ありきたりなおはなし
歌歩が僕の前から居なくなったのは小学5年生の冬頃だったと思う。居なくなった、とは言えど、家出とかそういったものではない。引き取られたのだ。
親に捨てられた僕たちは孤児院で過ごした。僕は高校生になって一人暮らしを始めたが、歌歩は違った。新しい家族に出会ったのだ。
歌歩がいなくなる。そう言われてもあまり実感は沸かなかった。悲しいとすら思わなかった。思えなかった。
「陸玖くん」
彼女の新しい家族が施設に迎えに来る日。放課後に彼女は僕に声をかけた。
「最後なんだし、一緒に帰ってもいい?」
断る理由もなく、僕はそれを了承した。歌歩はおとなしい子だった。成績は良くもなく悪くもなく、かといって運動神経も良くも悪くもなく。そういった感じの子だった。そんな歌歩が、同じ施設に住んでいながら、僕が人付き合いを苦手としていると知っていながら、初めて声をかけてきたのだから断るのも悪い気がした。
帰り道、僕と歌歩は終始無言だった。一言も喋らないままとうとう孤児院についた所で、彼女は僕に言った。
「陸玖くん、あのね、君に頼みたいことがあるの」
「僕に?」僕は彼女に訊いた。「明日から遠いところへ行く君に、僕がしてやれることなんてないと思うけど」
「ううん、むしろ、陸玖くんじゃないと駄目なんだ」
彼女は珍しく瞳を輝かせながら言った。陸玖くんと手紙を交換したい、すなわち文通がしたいと。小説で文通を交わす男女の物語を読んだ彼女は、文通というものに憧れていたらしかった。
「僕なんかと文通をしたって楽しくないと思うけど。女子とかの方が、いいんじゃない?」
僕が言うのも無理はなかった。彼女とは施設でも喋ったことは少ない。今日が一番喋ったのではないかというほどなのだ。そんな僕と手紙を交わすなんて楽しみの一つも見いだせないだろうに。

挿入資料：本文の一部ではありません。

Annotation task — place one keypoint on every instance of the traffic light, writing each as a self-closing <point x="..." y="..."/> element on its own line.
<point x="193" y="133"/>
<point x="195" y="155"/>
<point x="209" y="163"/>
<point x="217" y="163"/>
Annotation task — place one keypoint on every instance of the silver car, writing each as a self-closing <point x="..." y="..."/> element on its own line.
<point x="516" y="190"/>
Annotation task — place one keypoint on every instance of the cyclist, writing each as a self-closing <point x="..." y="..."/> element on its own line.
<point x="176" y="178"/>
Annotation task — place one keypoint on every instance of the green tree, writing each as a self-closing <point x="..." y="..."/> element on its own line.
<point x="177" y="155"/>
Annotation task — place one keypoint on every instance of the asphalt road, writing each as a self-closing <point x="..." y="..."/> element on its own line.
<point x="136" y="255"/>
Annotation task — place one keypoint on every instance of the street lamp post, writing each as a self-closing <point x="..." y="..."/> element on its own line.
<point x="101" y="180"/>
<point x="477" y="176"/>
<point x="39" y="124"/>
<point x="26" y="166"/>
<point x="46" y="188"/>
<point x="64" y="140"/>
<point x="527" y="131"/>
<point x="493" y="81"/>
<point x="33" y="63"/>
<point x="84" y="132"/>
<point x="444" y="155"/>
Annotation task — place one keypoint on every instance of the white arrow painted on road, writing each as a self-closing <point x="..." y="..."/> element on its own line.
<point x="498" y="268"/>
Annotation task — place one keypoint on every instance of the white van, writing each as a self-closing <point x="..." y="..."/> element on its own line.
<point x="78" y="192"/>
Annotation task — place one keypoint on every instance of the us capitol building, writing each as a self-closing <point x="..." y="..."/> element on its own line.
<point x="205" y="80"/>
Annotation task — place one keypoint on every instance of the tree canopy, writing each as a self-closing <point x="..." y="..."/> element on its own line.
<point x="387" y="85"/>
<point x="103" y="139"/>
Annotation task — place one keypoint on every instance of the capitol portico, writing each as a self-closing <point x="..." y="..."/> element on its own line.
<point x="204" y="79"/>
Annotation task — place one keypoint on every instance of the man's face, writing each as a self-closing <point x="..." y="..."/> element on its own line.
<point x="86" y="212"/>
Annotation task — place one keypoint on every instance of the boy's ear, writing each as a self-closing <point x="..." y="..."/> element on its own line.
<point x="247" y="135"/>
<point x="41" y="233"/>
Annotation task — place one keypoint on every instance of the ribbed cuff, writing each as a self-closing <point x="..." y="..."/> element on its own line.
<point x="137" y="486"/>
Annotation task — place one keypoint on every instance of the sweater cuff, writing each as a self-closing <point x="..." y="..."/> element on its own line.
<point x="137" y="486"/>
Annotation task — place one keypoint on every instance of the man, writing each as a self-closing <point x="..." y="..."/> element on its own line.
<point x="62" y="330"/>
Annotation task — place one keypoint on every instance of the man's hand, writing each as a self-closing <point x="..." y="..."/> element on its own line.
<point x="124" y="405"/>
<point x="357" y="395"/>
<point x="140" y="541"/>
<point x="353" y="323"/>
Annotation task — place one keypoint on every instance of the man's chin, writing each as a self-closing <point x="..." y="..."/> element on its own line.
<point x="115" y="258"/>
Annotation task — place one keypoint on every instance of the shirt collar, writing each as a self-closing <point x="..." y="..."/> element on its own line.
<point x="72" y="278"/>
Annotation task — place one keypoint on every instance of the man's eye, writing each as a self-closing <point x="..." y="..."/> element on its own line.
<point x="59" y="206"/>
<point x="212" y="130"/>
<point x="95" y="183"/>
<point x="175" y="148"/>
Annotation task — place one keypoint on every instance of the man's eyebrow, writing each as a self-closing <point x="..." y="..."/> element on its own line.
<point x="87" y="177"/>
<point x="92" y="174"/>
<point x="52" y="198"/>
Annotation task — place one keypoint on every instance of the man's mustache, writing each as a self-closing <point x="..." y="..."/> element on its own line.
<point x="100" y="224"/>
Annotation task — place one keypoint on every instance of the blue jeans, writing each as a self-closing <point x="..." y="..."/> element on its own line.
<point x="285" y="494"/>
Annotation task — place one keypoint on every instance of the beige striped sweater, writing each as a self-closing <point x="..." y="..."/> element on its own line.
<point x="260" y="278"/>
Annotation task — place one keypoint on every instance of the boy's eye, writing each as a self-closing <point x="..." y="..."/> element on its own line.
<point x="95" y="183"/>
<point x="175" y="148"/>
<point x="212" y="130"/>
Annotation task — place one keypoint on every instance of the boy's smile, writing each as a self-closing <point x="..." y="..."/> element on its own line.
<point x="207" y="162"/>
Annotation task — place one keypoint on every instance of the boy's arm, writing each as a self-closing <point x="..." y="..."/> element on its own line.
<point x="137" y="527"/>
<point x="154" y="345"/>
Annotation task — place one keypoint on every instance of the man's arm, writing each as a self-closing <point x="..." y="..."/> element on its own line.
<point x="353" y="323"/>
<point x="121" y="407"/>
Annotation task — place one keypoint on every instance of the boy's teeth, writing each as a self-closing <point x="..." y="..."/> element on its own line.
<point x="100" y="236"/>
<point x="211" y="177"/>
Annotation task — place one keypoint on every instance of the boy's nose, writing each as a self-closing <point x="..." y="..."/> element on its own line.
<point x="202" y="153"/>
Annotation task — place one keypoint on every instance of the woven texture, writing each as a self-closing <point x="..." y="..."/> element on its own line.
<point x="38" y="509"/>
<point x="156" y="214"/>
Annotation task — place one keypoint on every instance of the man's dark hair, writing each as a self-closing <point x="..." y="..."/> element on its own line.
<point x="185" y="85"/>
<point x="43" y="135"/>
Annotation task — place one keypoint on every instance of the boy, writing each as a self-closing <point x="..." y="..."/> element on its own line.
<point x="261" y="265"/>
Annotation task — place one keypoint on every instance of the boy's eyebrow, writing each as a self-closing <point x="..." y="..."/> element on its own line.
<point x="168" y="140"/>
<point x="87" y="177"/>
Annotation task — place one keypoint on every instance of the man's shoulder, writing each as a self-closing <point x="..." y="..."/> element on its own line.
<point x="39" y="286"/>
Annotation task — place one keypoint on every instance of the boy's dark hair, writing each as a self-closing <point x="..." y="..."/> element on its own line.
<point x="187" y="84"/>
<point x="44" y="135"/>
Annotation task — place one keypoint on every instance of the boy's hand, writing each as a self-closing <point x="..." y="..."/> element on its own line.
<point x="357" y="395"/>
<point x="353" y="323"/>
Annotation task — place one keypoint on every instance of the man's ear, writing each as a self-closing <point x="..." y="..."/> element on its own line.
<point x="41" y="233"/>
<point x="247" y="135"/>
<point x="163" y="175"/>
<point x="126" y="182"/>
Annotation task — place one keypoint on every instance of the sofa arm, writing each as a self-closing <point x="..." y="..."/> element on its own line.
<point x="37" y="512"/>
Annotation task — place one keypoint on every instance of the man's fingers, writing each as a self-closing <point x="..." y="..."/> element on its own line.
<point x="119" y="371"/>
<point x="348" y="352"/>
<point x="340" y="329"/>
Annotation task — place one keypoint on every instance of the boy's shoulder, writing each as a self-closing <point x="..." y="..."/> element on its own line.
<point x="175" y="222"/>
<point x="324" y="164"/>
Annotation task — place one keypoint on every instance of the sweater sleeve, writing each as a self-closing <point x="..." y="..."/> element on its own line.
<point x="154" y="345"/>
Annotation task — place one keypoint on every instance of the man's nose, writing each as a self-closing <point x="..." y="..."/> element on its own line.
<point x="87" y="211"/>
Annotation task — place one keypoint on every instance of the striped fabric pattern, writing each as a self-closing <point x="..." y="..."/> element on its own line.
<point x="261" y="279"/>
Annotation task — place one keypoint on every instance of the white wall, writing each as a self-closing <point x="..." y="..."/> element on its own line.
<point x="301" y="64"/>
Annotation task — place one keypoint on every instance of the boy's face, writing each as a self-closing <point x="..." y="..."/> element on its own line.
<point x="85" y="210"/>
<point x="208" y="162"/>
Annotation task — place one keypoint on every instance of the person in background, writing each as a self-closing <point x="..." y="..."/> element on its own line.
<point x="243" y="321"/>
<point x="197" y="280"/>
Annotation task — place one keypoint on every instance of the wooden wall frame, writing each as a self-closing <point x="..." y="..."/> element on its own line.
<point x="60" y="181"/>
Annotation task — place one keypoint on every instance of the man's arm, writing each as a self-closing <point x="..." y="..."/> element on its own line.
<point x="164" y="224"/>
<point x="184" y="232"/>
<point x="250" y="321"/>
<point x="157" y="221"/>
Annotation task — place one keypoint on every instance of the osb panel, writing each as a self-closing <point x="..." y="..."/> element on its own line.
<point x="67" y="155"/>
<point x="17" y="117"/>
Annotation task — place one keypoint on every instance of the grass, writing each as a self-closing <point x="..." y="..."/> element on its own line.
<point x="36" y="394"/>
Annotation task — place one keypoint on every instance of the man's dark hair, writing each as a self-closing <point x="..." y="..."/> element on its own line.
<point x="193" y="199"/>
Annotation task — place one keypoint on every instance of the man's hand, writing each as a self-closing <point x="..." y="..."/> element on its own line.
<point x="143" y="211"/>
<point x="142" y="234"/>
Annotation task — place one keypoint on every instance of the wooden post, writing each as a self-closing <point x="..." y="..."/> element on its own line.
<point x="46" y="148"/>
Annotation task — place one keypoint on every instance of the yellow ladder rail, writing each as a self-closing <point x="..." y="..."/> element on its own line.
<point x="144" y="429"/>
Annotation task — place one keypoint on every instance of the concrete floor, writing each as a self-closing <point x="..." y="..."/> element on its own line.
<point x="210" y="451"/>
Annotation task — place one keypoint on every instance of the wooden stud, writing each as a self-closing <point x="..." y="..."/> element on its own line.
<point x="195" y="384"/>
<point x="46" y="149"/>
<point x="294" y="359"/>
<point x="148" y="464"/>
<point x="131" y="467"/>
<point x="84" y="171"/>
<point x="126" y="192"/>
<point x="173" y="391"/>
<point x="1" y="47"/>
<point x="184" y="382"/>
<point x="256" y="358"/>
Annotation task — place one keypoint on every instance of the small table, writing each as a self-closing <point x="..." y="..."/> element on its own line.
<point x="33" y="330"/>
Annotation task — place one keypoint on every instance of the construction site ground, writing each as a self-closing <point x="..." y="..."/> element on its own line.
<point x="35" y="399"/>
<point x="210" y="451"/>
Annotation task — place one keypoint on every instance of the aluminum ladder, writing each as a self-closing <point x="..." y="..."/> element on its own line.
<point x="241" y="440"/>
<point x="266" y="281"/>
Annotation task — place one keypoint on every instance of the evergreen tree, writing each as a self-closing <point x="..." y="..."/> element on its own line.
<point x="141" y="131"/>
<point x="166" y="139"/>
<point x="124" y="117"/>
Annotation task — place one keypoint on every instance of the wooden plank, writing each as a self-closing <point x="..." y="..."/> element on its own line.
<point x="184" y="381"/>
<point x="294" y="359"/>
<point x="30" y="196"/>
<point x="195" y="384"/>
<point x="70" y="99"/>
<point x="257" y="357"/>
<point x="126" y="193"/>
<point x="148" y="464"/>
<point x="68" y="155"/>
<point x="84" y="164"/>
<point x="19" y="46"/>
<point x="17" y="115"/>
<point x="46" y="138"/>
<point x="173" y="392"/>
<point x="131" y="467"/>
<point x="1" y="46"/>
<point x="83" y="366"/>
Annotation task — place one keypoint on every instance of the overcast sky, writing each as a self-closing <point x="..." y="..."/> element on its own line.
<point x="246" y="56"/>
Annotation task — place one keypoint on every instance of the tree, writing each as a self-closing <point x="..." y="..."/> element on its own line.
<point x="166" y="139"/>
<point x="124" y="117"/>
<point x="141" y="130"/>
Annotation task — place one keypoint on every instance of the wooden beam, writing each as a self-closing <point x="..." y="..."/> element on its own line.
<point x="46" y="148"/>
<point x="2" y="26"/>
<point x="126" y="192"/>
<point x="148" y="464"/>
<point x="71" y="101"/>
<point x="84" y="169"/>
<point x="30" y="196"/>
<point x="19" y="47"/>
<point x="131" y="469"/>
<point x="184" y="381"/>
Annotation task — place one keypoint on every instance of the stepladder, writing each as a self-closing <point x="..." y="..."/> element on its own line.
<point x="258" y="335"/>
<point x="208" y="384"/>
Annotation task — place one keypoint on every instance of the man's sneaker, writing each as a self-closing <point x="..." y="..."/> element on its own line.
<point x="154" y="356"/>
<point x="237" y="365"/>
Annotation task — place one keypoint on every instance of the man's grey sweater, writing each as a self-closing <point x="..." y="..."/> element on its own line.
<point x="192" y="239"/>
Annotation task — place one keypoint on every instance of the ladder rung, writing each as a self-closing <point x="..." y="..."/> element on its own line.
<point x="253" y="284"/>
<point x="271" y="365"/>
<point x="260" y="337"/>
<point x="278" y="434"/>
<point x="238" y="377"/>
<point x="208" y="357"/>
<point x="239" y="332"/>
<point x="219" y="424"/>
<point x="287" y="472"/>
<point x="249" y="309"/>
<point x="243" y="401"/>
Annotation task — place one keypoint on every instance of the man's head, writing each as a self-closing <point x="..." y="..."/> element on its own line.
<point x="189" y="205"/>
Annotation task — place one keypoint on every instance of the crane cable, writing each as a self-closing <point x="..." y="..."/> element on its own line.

「意味ないよ、それじゃあ。仲のいい子としたって楽しくないもの」
「そうかなぁ」
「そうだよ。ねぇ、駄目かな?」
最初は自分の飽きっぽい性格を考慮して断ったものの、最終的には折れてしまった。歌歩は自分の新しい住所の書いた紙を僕に押し付けると、それじゃあ、と言って孤児院へ入っていった。一緒に入るのもなんだか恥ずかしくて、僕はしばらくしてからようやく、施設の扉を開けた。